The doctor examined Rosette with care. She needed tests, he said at last. But that cry confirmed it in his mind. It was a genetic condition, he said, most commonly known as cri du chat, thus named for that eerie, mewing cry. Not fatal, but incurable; and with symptoms that, at this early stage, the doctor was hesitant to predict.
“So she is a Cat Baby,” said Anouk.
It seemed to delight her that Rosette was different. She’d been an only child for so long; and now, at seven, she seemed at times weirdly adult. Caring for Rosette; coaxing her to feed from a bottle; singing to her; rocking her in the chair Paul had brought from their old farmhouse.
“Cat Baby,” she crooned, rocking the chair. “Rock-a-Cat Baby, on the treetop.” And Rosette did seem to respond to her. The crying stopped—at least some of the time. She gained weight. She slept up to three or four hours at night. Anouk said it was the air of le s Laveuses, and put
down saucers of milk and sugar for the fairies, in case they called by to see how the Cat Baby was doing.
I had not returned to the doctor in Angers. Further tests would not improve Rosette. Instead we watched her, Anouk and I; we bathed her in herbs; we sang to her; we massaged her thin little pipe-stick limbs with lavender and tiger balm and fed her milk from an eyedropper (she would not take a bottle).
A fairy baby, Anouk said.
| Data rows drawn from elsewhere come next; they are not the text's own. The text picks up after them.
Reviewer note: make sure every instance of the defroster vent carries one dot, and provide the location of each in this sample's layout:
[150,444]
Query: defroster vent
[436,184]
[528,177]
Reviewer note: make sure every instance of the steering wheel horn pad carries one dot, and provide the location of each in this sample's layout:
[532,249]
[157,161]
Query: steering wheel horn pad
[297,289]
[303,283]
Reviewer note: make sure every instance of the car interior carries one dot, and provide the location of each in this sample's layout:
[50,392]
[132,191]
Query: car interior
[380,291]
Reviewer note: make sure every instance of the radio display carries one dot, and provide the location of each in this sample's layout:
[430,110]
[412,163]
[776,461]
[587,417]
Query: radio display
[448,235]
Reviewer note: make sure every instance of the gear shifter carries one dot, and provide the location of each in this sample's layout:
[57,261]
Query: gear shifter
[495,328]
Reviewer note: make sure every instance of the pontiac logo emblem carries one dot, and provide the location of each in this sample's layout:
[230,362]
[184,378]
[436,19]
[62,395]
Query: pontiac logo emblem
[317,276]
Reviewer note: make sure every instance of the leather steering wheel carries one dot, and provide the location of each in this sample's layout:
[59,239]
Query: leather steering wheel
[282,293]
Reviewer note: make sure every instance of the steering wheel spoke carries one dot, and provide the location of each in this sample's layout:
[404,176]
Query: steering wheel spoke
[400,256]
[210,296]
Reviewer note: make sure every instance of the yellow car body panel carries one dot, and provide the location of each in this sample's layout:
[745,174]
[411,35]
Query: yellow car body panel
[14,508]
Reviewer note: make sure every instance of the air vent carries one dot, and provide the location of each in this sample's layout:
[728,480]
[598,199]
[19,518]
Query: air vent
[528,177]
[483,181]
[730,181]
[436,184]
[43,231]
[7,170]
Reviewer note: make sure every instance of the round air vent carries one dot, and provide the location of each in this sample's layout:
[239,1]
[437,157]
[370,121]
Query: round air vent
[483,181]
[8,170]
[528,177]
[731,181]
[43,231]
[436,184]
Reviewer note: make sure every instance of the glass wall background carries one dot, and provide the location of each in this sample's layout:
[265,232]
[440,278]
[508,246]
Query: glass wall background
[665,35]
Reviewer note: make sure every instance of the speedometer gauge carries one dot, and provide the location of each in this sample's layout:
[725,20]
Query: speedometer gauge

She certainly was a pretty one; so delicate with her small shapely head and her wide-spaced eyes and pointed chin.
“She even looks like a cat,” said Anouk. “Pantoufle says so. Don’t you, Pantoufle ? ”
Ah, yes. Pantoufle. At first I’d thought maybe Pantoufle would disappear, once Anouk had a baby sister to care for. The wind was still blowing across the Loire, and Yule, like midsummer, is a time of change; an uncomfortable time for travelers.
But with the arrival of Rosette, Pantoufle seemed, if anything, to get stronger. I found I now saw him with increasing clarity—sitting beside the baby’s crib; watching her with button-black eyes as Anouk rocked her and talked to her and sang songs to quiet her.
V’là l’bon vent, v’là l’ joli vent
“Poor Rosette doesn’t have an animal,” said Anouk as we sat together by the fire. “Maybe that’s why she cries all the time. Maybe we should ask one to come. To look after her, the way Pantoufle looks after me.”
I smiled at that. But she was in earnest; and I should have known that if I didn’t address the problem, she would. And so I promised we’d give it a try. Just this once, I’d play the game. And we’d been so good for the past six months: no cards, no charms, no rituals. I missed it, and so did Anouk. What harm could come of a simple game ?
We’d been living in Les Laveuses for nearly a week, and things were beginning to get better for us. We’d already made some friends in the village; I’d grown very fond of Framboise and Paul. We were comfortable in the flat above the crêperie. With Rosette’s birth we had more or less missed Christmas, but the New Year was approaching, full of the promise of new beginnings. The air was still cold, but it was clear and frosty, and the sky was a vibrant, piercing blue. Rosette continued to worry me; but we were slowly learning her ways, and with the help of the eyedropper, we were able to give her the nourishment she needed.